‘We weren’t bribing Speaker Madigan’: Ex-ComEd CEO Anne Pramaggiore back on witness stand in her own defense in ‘ComEd Four’ case

Anne Pramaggiore

CHICAGO — Near the end of a long day of animated testimony Monday, former ComEd CEO Anne Pramaggiore’s voice grew quiet.

The jury in the “ComEd Four” bribery trial had just heard for the second time a wiretapped recording on which she told a close associate of then-House Speaker Michael Madigan, “You take good care of me, and so does our friend, and I will do the best that I can to, to take care of you.”

It’s a comment prosecutors have held up as real-time evidence of a scheme to bribe the powerful Democratic speaker, complete with a coded reference to Madigan and seemingly imbued with pay-to-play politics.

But Pramaggiore testified her comments in that September 2018 call with Michael McClain have a totally innocent explanation.

Asked why she said Madigan took “good care” of her, Pramaggiore said she wasn’t talking about it in “the legislative sense,” but perhaps about when the speaker had helped find her son volunteer work years earlier.

She also said that by referencing Madigan as “our friend” she was just trying to placate McClain.

“Mike reveres the speaker, and I would often mention him in our conversations in order to enhance our relationship,” Pramaggiore told the jury.

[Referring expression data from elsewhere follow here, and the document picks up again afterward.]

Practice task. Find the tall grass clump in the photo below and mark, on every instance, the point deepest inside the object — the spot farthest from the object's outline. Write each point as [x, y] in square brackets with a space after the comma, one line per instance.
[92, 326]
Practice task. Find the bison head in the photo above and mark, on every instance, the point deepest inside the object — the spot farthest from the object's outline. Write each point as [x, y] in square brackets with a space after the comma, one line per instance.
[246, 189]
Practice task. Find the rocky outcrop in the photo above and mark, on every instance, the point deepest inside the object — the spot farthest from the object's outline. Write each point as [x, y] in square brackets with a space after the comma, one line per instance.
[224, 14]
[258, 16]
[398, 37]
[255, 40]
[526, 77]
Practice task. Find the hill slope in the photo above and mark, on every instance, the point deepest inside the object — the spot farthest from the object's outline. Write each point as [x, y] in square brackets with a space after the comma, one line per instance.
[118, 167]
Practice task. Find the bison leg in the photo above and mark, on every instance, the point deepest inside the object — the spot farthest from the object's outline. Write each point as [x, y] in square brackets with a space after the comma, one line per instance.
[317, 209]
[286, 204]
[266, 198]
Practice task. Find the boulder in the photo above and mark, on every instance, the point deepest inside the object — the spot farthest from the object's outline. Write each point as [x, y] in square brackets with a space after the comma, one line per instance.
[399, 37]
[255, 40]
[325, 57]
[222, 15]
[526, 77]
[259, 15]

The exchange marked a day in which Pramaggiore methodically denied each of the allegations against her in the hot-button political corruption case, which is now in its sixth week.

In her roughly six hours of direct testimony, which began Thursday, Pramaggiore repeatedly said she was not involved in any scheme to influence Madigan and that she never believed he held his thumb on the scale to deliver for ComEd’s legislative agenda.

She said she had no idea the company she headed from 2012 to 2018 had been paying lobbying “subcontractors” out of her own budget — let alone that they were former elected officials and precinct captains with strong ties to Madigan, then the most powerful politician in the state.

And the jobs given to 13th Ward acolytes? The summer internships doled out by ComEd to college kids recommended by the speaker? The utility’s hiring of a law firm headed by Democratic operative and longtime Madigan associated Vicor Reyes?

None of it had anything to do with any illegal scheme, she said.

“No, we weren’t bribing Speaker Madigan,” Pramaggiore said bluntly at one point Monday.